According to Fla. Stat. § 119.011(12) (2008), “public records” include “all documents, papers, letters, maps, books, tapes, photographs, films, sound recordings, data processing software, or other material, regardless of the physical form, characteristics, or means of transmission, made or received pursuant to law or ordinance or in connection with the transaction of official business by any agency.”

In a 2008 Florida Attorney General Advisory Legal Opinion, it was reaffirmed that “e-mail messages made or received by agency employees or officials in connection with official business are public records and are subject to disclosure in the absence of an exemption.” Op. Att’y Gen. 08-07 (2008). However, personal e-mail messages are not public records, even if placed on a government-owned computer system. State v. City of Clearwater, 863 So. 2d 149, 150 (Fla. 2003).
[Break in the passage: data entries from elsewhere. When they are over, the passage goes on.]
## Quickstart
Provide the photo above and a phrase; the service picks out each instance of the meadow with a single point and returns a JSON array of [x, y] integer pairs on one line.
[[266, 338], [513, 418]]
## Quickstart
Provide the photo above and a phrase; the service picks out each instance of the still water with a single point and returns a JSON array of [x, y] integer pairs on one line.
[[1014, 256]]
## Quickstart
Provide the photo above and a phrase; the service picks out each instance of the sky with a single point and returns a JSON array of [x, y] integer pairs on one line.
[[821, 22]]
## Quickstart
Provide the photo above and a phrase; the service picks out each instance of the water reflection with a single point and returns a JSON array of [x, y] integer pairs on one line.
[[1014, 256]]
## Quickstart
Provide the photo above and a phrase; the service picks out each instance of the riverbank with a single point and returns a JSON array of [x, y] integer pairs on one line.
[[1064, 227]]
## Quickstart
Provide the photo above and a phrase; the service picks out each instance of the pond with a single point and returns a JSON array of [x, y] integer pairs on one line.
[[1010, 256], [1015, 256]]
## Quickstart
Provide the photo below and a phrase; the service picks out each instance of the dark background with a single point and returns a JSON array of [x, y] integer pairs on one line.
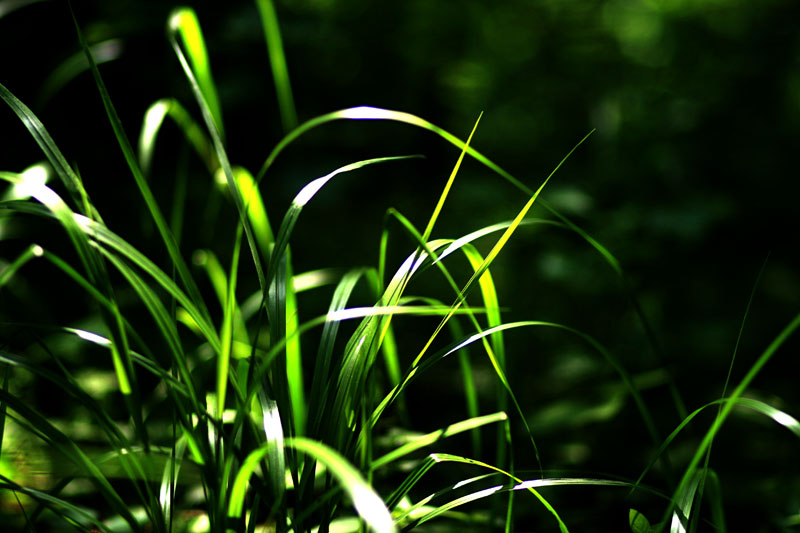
[[690, 180]]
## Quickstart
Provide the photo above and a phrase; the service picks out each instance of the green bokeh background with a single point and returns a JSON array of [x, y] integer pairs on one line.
[[690, 179]]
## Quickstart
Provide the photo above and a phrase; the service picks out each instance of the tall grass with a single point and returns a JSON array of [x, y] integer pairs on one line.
[[233, 417]]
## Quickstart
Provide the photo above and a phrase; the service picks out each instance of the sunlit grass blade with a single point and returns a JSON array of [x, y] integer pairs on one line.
[[151, 126], [276, 460], [219, 281], [438, 458], [684, 501], [781, 417], [438, 209], [74, 65], [37, 130], [219, 148], [373, 113], [277, 61], [281, 296], [730, 402], [31, 252], [431, 438], [183, 21], [324, 363], [229, 317], [307, 193], [165, 323], [96, 270], [366, 501], [256, 212], [144, 188]]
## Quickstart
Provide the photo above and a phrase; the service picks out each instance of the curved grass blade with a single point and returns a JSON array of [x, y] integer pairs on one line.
[[256, 211], [151, 126], [281, 296], [730, 402], [222, 156], [324, 365], [183, 21], [144, 189], [277, 61], [37, 130], [438, 458], [229, 317], [119, 348], [374, 113], [55, 505], [366, 501], [74, 65], [59, 441], [430, 438], [307, 193], [32, 251]]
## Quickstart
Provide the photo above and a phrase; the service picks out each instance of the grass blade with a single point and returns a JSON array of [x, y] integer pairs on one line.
[[366, 501], [183, 22], [426, 440], [277, 61], [151, 126], [144, 189]]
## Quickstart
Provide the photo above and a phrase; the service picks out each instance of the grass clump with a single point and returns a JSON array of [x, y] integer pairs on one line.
[[213, 407]]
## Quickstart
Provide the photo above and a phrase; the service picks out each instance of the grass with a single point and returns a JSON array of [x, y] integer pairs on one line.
[[214, 409]]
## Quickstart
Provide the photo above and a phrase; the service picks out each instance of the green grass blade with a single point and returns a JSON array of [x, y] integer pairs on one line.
[[730, 402], [37, 130], [324, 365], [58, 441], [276, 459], [366, 501], [119, 348], [431, 438], [228, 320], [165, 323], [183, 21], [438, 209], [32, 251], [58, 506], [222, 156], [104, 236], [151, 126], [442, 458], [277, 61], [306, 194], [146, 192], [74, 65], [256, 212], [294, 361]]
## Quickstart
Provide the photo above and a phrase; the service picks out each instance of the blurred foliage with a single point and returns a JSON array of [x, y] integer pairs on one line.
[[690, 179]]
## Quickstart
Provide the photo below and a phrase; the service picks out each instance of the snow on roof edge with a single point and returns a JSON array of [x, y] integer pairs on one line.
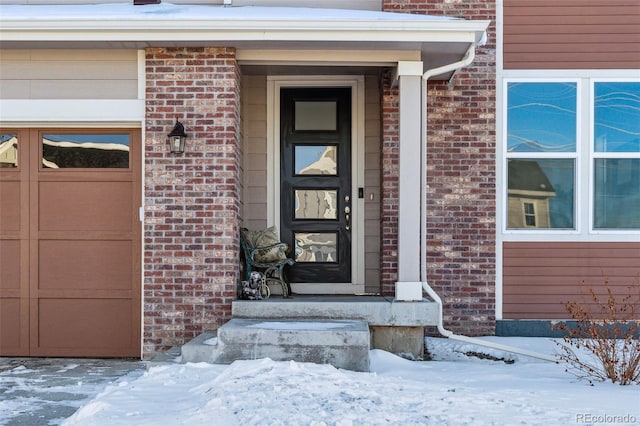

A January 2009 report by the Commission on Open Government Reform found that “the increased use of communications technology including personal computers and handheld devices has changed the nature of communication but it has not diminished the value of Florida’s open government laws or the need for public officials to consistently follow the law.” Commission on Open Government Reform, Final Report (Jan. 2009).

“E-mail communications between members of a commission are public record and must be retained by law. Such discussions may violate the open meetings law, which applies to any discussion of public business between two or more members of the same board or commission.” Also, “the use of private computers and personal e-mail accounts to conduct public business does not alter the public’s right of access to the public records maintained on those computers or transmitted by such accounts.”

The commission noted, however, that retention issues were “less clear” when public officials or employees used portable handheld devices to send text or instant messages to each other. It said the public records law most likely did not apply to such messages because they are “transitory in nature” and “analogous to the spoken word.” However, a “discussion of public business between two members of the same collegial body using text or instant messaging technology is a clear violation of the open meetings law.”